[Edaily Reporter Han Kwangbeom ] SKTelecom(017670)has partnered with NetApp, an intelligent data infrastructure company, to resolve performance degradation issues in AI workloads occurring in virtualized environments.
NetApp announced on the 25th that it had successfully completed a joint proof of concept (PoC) with SKTelecom to support the expansion of enterprise AI infrastructure while maintaining high performance even in virtualized environments.
This project was conducted to verify the interoperability between SKTelecom’s virtualized cloud infrastructure “Petasus AI Cloud”—designed for building and operating AI data centers—and NetApp’s disaggregated storage architecture solution, the “AFX System.”
The two companies successfully achieved performance levels of over 99%—equivalent to using physical servers directly—even in a virtual machine (VM) environment by leveraging NVIDIA’s GPU Direct Storage (GDS) technology.
Previously, when running AI workloads in a virtual machine environment, additional processing overhead occurred as multiple tasks shared server resources, making performance degradation inevitable. This has been a major constraint on the adoption of high-performance AI infrastructure in industries requiring ultra-low latency, such as electronic design automation (EDA), finance, manufacturing, and telecommunications.
Through this PoC, the two companies have effectively resolved the performance constraints associated with virtualization by optimizing their software stack and infrastructure design. Specifically, they achieved a data transfer rate of 32.7 GB/s—the same level in both virtual machine and physical server environments—while reducing CPU utilization by 40–50%. By reducing unnecessary processing overhead, they improved overall computational efficiency, allowing GPUs to focus more on AI training and inference.
At the heart of these achievements lies the NetApp AFX architecture, based on ONTAP. Its architecture, which allows for independent scaling of performance and capacity, enables flexible optimization of AI infrastructure to adapt to changing workloads, while consistently delivering data management and security features that have been validated in a global environment.
Furthermore, this project confirmed that by storing and utilizing the “KV cache”—data temporarily stored and referenced by AI while generating responses—on NetApp AFX, AFX can serve as high-performance, scalable storage that complements GPU memory. In essence, NetApp AFX’s high-bandwidth, ultra-low-latency, disaggregated storage architecture helped reduce data access times and increase throughput during the AI inference process.
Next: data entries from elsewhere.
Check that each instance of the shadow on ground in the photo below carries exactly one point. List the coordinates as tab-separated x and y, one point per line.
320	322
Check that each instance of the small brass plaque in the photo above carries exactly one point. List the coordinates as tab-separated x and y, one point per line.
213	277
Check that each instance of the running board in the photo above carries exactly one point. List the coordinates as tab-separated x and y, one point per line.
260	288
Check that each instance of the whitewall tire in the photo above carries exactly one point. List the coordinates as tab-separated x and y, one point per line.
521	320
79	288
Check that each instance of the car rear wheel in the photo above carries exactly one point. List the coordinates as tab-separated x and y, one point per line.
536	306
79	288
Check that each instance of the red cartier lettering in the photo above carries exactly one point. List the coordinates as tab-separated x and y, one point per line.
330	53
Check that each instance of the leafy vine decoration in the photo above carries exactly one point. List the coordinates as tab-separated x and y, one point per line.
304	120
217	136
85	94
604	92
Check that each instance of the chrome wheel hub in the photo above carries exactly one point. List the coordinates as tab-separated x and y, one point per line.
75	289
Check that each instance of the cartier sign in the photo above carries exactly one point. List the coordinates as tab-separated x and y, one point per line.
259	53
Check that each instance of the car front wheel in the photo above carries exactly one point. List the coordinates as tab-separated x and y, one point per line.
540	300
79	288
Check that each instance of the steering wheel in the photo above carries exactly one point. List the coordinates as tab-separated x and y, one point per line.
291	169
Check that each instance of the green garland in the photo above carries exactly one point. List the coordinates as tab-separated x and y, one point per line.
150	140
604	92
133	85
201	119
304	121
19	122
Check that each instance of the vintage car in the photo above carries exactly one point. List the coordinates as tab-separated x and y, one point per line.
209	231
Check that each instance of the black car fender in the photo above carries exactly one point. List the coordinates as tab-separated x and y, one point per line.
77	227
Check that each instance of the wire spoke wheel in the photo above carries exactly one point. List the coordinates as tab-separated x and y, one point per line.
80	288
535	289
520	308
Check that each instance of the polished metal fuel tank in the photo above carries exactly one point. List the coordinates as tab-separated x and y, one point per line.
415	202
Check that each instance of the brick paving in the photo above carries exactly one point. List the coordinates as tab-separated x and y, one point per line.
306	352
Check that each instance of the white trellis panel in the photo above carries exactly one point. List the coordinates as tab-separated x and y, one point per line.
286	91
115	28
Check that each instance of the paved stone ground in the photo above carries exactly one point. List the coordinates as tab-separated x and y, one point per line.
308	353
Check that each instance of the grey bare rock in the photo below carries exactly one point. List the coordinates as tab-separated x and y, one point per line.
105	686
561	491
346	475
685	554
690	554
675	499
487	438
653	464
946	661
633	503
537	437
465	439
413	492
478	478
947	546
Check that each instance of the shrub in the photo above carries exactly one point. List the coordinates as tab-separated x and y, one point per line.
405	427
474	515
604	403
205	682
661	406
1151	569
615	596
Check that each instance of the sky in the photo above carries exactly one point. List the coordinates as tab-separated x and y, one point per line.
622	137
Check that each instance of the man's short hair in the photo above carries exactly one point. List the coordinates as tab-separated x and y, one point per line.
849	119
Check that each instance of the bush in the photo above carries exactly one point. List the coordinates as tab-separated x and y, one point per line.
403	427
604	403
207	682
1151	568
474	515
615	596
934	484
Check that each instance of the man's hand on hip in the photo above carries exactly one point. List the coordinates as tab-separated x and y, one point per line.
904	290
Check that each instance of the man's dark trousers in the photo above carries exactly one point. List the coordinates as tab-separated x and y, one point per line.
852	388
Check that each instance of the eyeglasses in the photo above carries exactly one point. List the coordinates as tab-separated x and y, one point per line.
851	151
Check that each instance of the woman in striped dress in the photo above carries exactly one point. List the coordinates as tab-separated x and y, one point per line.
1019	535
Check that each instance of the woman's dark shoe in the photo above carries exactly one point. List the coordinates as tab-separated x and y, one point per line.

The two companies, which have collaborated as storage partners for over a decade, plan to continue their partnership based on the success of this PoC, focusing on integrating AI data center solutions, conducting technical validation, and identifying opportunities to jointly serve enterprise AI customers. Moving forward, they plan to further develop AFX-based scalable storage technology into next-generation memory technology to enable faster and more efficient storage and utilization of temporary data.
PD Prasad, Vice President of AI Data Infrastructure at NetApp, stated, “By bridging the performance gap between physical servers and virtual machines, enterprises will be able to perform AI training and inference more quickly and efficiently in cloud environments, thereby improving operational efficiency and expanding the scope of innovation.”
Jeong Min-young, Head of AI DC Solutions at SKTelecom, said, “Through our collaboration with NetApp, we have succeeded in significantly reducing performance degradation in virtualized environments—a major technical challenge for AI cloud infrastructure—while simultaneously validating the Petasus AI Cloud as a production-ready platform for next-generation AI workloads.” “The Petasus AI Cloud, validated through this PoC, is expected to provide tangible value to enterprises seeking to secure both operational efficiency and cost-effectiveness in virtualized environments while reliably supporting high-performance AI training and inference environments,” he said.